In a letter to the editor, Hoboken resident Kevin Davis breaks down the data from last month’s $241 million school referendum voters.
Almost a month has passed since the January 25th, 2022, Hoboken School Bond election. This week, the Hudson County Board of Elections closed the election which means that I was able to obtain a list of registered voters who had voted in the election.
Who voters vote for is private, but if they vote and what elections they vote in is public information. With this list, I was able to determine the political party, turnout, age, and past voting history of the January 25th electorate.
Hoboken is a heavily Democratic city as 46.5% of registered voters are Democrats, 37.3% are Unaffiliated (independent), and only 15.4% are registered Republicans.
Of those that came out to vote on January 25th, 59.5% were Democrats, and 25.5% were Unaffiliated, and only 14.6% were Republicans.
The bond didn’t fail because of a surge of Republican voters in a heavily Democratic city, it failed with Democrats making up a larger share of the electorate than they should based on the registration numbers.
Another thing that the list of voters confirms is that turnout for the referendum would have been higher if it were on a November ballot. Having it as a separate election decreases the number of votes that are cast by regular voters.
Almost half of voters who came out last November 2021 (49.6%) didn’t vote this past January.
This is not because having the election on a separate date means that only informed voters would vote as many informed regular voters missed the election this January.
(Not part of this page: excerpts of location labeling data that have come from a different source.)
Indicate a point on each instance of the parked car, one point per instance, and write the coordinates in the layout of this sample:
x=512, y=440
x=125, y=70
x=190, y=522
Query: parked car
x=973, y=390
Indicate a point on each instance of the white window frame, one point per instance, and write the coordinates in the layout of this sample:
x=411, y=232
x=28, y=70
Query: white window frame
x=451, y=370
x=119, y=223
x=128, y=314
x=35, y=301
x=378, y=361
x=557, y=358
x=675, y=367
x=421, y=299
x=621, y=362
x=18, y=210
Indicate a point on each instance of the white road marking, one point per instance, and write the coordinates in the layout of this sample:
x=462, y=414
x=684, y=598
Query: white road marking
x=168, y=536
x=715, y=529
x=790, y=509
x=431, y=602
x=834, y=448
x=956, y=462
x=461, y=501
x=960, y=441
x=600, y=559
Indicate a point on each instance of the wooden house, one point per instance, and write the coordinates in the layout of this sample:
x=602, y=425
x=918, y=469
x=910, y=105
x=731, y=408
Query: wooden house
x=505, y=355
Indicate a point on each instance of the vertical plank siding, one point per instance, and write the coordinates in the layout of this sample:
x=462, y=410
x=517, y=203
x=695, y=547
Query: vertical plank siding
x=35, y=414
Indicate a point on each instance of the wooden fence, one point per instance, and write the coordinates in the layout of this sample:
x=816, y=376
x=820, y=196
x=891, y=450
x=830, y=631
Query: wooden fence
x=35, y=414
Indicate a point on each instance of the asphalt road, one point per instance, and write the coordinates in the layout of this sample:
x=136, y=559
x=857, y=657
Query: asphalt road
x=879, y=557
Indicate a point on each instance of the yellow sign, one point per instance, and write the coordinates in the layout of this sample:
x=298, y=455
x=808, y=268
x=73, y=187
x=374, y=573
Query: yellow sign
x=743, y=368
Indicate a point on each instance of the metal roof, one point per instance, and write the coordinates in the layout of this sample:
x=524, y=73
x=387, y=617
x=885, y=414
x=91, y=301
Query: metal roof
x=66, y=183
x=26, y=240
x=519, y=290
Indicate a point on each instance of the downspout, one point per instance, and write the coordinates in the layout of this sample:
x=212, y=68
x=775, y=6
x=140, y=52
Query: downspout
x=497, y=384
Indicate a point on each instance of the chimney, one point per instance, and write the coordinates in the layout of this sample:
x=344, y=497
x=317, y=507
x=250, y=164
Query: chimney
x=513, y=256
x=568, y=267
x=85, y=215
This includes City Councilman Michael DeFusco whose name does not show up on the list of voters from the school bond election.
Last November, 36% of registered voters came out. In the January election, only 20% of registered voters came out to vote. Turnout was high for a school bond election, but low for a November Hoboken Election.
Based on the large margin that the no vote won by, I doubt that having a higher turnout would have changed the election results.
Lastly, the bond didn’t fail because of a surge of senior citizens showing up to vote no. In November 2021, the median voter was 43 years old. For the January School Bond election, the median voter was 45, an increase of only two years.
There are many conclusions that can be made about the January 2022 school bond electorate by looking at the raw data.
For me the biggest conclusions are that the electorate that voted no with 65% of the vote was more Democratic leaning than usual, about the same age, and that many voters who normally vote in November missed the election because of the timing.